Four counties and four separate regions were soon locked in one of the most ironic disputes between regional governments in China's recent history, until the central government finally proclaimed one county, Zhongdian, the official Shangri-La. This brokered deal allowed the provinces of Yunnan, Sichuan, Qinghai and the Tibet region each to use the name Shangri-La for promotional purposes.
In fact, none of the officials in any of China's self-proclaimed Shangri-Las had any idea that Hilton's book described a land of peace and ethnic harmony, which would draw from around the world those seeking spirituality and hoping to shed western material values. The officials were, instead, groping for tourist dollars by packaging, franchising and distributing Shangri-La as an attraction, in some ways threatening to turn China's national minorities into a freak show.

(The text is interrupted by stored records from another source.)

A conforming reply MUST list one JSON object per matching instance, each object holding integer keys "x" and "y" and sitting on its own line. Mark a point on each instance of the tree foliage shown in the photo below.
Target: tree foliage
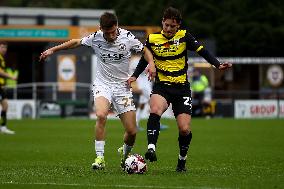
{"x": 240, "y": 27}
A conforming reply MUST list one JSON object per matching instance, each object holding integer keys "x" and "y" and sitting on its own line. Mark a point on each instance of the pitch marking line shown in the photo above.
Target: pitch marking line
{"x": 106, "y": 186}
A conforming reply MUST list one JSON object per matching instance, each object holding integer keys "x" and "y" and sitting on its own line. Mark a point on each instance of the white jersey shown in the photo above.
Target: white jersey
{"x": 113, "y": 57}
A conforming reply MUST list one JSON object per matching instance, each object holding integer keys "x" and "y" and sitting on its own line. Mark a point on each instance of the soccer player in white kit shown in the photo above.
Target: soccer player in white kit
{"x": 113, "y": 47}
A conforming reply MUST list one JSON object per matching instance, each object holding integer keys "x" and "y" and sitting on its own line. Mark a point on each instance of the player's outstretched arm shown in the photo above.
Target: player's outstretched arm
{"x": 224, "y": 66}
{"x": 73, "y": 43}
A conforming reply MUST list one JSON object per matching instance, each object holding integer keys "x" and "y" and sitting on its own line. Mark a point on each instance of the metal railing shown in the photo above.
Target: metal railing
{"x": 48, "y": 91}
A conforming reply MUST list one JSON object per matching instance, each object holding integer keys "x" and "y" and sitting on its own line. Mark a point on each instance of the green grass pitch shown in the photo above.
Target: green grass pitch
{"x": 224, "y": 153}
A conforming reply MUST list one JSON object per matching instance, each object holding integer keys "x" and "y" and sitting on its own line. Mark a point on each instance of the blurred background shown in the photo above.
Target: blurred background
{"x": 249, "y": 34}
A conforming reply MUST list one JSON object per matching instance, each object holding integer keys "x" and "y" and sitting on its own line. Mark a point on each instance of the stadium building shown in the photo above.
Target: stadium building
{"x": 65, "y": 78}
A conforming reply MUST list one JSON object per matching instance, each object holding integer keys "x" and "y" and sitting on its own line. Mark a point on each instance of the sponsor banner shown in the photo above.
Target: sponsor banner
{"x": 49, "y": 109}
{"x": 19, "y": 109}
{"x": 259, "y": 108}
{"x": 66, "y": 73}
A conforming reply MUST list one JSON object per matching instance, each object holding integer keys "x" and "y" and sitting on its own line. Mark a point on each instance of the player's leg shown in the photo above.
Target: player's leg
{"x": 158, "y": 105}
{"x": 3, "y": 128}
{"x": 139, "y": 113}
{"x": 102, "y": 107}
{"x": 182, "y": 108}
{"x": 129, "y": 123}
{"x": 125, "y": 108}
{"x": 102, "y": 101}
{"x": 184, "y": 139}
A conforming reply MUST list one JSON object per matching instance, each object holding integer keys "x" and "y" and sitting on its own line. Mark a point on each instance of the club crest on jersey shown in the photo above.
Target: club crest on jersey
{"x": 122, "y": 47}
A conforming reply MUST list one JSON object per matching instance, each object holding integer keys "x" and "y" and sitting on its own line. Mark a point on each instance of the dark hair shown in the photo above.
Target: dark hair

While these officials were busy promoting their respective Shangri-Las, and while the central government was encouraging tourists and business to 'go west', a curious phenomenon occurred. Instead of attracting foreign multinationals, the Shangri-La pockets in western China began to attract China's own version of counter-culture. As old Beijing is bulldozed into oblivion, and replaced by faceless cement and blue glass, China's cultural capital looks ever more like Seoul. With its centralised control of the media, Beijing may still be China's artistic centre in commercial terms, but the creative mandate has dissipated to the western regions, where alternative lifestyles flourish along with activists promoting ethnic and environmental grassroots projects.
I began asking my friends among Chinese artists about their own search for Shangri-La. Cheng Xingdong, a curator and adviser to international art collectors, said: 'Yunnan has become China's centre of alternative culture. Artists and intellectuals are now gathering there. It is a focal point of new ideas and creativity. The history of Yunnan is fusion.